Could an X-ray Flare after GRB 170817A Originate from a Post-merger Slim Accretion Disc?

GRB 170817A, detected by Fermi-GBM 1.7\,s after the merger of a neutron star (NS) binary, provides the first direct evidence for a link between such a merger and a short-duration gamma-ray burst. The X-ray observations after GRB 170817A indicate a possible X-ray flare with a peak luminosity $L_{\rm peak} \sim 2\times 10^{39}\,{\rm erg\,s}^{-1}$ near day 156. Here we show that this X-ray flare may be understood based on a slim disc around a compact object. On the one hand, there exists the maximal accretion rate $\dot M_{\rm max}$ for the slim disc, above which an optically thick outflow is significant and radiation from the disc is obscured. Based on the energy balance analysis, we find that $\dot M_{\rm max}$ is in the range of $\sim 4\dot M_{\rm Edd}$ and $\sim 21\dot M_{\rm Edd}$ when the angular velocity of the slim disc is between $\rm (1/5)^{1/2}\Omega_K$ and $\rm \Omega_K$ (where $\dot M_{\rm Edd}$ is the Eddington accretion rate and $\Omega_K$ is the Keplerian angular velocity).

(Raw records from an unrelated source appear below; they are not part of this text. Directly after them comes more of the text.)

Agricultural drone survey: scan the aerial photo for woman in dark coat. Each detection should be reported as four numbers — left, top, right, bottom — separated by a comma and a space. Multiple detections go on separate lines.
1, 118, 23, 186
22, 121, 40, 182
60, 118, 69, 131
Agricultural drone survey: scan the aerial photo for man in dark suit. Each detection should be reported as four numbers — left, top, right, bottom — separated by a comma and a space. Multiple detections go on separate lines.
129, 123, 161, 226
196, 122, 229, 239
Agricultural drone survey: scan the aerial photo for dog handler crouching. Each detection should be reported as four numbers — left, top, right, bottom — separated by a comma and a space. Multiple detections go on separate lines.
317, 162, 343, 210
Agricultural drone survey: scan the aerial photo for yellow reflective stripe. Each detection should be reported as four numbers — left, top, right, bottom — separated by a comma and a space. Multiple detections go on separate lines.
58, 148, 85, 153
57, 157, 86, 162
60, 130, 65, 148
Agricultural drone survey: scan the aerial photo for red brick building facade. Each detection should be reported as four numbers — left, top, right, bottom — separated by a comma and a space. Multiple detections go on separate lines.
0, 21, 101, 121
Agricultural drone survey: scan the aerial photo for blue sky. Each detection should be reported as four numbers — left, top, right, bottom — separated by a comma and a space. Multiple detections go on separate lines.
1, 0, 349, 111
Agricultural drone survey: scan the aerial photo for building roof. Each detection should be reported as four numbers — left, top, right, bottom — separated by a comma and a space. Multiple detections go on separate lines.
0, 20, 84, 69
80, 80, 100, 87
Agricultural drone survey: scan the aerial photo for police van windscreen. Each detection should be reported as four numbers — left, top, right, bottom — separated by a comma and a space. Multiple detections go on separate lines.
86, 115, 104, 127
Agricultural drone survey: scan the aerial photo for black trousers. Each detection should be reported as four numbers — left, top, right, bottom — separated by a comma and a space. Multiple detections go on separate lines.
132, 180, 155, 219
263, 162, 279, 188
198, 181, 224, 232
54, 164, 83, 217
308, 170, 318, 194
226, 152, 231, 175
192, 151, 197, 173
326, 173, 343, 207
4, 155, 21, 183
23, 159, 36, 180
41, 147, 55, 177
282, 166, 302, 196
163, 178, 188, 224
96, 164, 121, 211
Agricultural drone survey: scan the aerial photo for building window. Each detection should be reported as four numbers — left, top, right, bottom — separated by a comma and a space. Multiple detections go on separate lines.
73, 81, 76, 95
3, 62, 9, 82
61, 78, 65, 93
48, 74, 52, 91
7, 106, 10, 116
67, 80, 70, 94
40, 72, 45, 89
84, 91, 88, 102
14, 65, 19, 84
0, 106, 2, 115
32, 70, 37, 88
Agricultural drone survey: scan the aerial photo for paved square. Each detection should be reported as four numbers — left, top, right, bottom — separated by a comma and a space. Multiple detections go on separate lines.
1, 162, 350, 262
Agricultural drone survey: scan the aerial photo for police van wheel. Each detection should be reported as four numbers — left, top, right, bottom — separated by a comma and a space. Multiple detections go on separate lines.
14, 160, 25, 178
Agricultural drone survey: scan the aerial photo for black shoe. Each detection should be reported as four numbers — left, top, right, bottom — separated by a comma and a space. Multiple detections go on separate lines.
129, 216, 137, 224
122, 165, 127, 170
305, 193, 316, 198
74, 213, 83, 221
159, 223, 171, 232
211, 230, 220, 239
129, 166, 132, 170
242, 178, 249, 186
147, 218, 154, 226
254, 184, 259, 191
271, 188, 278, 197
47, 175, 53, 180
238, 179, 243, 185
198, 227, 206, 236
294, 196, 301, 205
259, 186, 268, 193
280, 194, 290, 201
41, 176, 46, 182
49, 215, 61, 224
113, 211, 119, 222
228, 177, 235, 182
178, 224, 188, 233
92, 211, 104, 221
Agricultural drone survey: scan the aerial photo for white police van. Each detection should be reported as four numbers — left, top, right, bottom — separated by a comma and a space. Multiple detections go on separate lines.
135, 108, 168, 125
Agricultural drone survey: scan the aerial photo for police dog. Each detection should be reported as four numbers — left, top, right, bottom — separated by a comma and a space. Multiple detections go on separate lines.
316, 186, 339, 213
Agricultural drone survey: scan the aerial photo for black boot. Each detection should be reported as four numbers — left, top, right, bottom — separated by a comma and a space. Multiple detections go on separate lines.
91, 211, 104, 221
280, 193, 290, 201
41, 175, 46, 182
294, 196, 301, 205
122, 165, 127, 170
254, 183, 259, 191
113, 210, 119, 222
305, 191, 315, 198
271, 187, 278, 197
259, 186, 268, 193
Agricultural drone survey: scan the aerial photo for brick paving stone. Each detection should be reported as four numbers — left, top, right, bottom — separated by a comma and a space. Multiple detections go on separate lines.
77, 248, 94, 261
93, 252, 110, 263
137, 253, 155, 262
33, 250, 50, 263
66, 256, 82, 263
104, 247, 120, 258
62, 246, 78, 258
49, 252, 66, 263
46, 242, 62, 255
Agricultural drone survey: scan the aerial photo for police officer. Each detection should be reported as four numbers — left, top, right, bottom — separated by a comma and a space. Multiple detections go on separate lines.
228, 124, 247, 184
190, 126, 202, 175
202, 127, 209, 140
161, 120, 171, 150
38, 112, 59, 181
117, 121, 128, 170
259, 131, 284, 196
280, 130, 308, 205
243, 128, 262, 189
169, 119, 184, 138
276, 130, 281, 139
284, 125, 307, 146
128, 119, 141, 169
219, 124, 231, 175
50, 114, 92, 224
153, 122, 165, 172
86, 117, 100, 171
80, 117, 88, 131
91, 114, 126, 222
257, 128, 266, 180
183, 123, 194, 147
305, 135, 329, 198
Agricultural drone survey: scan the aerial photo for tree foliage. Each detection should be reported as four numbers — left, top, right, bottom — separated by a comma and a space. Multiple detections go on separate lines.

With $\dot M_{\rm max}$, the slim disc can provide a luminosity $\sim L_{\rm peak}$ for a compact object of $2.5 M_{\sun}$. On the other hand, if the merger of two NSs forms a typical neutrino-dominated accretion disc whose accretion rate $\dot M$ follows a power-law decline with an index $-1.8$ , then the system must pass through the outflow regime and enter the slim disc in $\sim 11-355$ days. These results imply that a post-merger slim accretion disc could account for the observed late-time $L_{\rm peak}$.